Refinance business improved 16 percent on a week-over-week basis but fell 5 percent on a year-over-year basis. Refinances remained slower than their pre-holiday level.
Refinances accounted for 47.4 percent of all activity. Refinance share narrowed from 48.1 percent in the last report but was up from 45.8 percent 12 months prior. The share was comprised of a 30.6 percent rate-term share and a 16.8 percent cashout share.
The weakest performance versus the previous week was with jumbo mortgages, which increased 15 percent. Jumbo business was up by nearly a third compared to the same week last year. Jumbo share fell to 11.7 percent from 12.0 percent but was much fatter than 8.2 percent 12 months previous.

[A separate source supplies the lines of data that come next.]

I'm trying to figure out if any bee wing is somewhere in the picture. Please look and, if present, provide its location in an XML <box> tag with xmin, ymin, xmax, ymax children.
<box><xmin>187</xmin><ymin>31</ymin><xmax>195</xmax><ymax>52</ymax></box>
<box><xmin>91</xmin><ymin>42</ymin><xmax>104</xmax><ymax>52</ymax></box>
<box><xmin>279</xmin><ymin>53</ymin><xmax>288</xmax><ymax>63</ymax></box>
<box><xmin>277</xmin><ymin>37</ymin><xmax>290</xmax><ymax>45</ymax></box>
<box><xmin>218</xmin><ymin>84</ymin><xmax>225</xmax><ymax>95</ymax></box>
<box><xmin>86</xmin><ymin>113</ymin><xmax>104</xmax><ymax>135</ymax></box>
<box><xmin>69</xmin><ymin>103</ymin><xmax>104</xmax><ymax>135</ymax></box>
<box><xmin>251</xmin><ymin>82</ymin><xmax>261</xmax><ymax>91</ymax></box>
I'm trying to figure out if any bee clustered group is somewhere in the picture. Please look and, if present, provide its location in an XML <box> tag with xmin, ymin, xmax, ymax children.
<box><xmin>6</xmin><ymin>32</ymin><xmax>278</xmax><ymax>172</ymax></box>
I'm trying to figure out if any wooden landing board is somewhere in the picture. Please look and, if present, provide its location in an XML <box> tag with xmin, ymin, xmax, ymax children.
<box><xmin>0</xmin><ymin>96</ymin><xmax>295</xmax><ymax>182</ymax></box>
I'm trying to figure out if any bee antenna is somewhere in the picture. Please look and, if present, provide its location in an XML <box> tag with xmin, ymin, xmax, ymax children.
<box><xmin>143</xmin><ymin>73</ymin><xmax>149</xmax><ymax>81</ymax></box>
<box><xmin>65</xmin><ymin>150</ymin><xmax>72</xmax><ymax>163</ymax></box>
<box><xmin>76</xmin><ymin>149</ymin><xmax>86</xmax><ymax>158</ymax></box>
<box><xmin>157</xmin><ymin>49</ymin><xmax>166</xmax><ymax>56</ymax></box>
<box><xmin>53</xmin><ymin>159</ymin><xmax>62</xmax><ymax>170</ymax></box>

Jumbo interest rates were 9 basis points less than conforming rates in the latest report. The jumbo-conforming spread thinned from a negative 13 BPS one week earlier and swung from a positive 27-basis-point spread a year earlier.
Conforming 30-year fixed rates climbed to 4.505 percent from 4.494 percent but were lower than 4.836 percent at the same point in 2013.
Inquiries for 15-year mortgages yielded rates that were 93 BPS less than on 30-year loans. The spread fell from 97 BPS in the previous report and 96 BPS in the year-prior report.
Mortgage Daily’s forecast is for fixed rates to be roughly 8 BPS higher in the next report. The outlook is based on the 10-year Treasury note yield, which Treasury Department data indicate averaged 2.54 percent during the week covered by the Mortgage Market Index and closed Friday at 2.62 percent.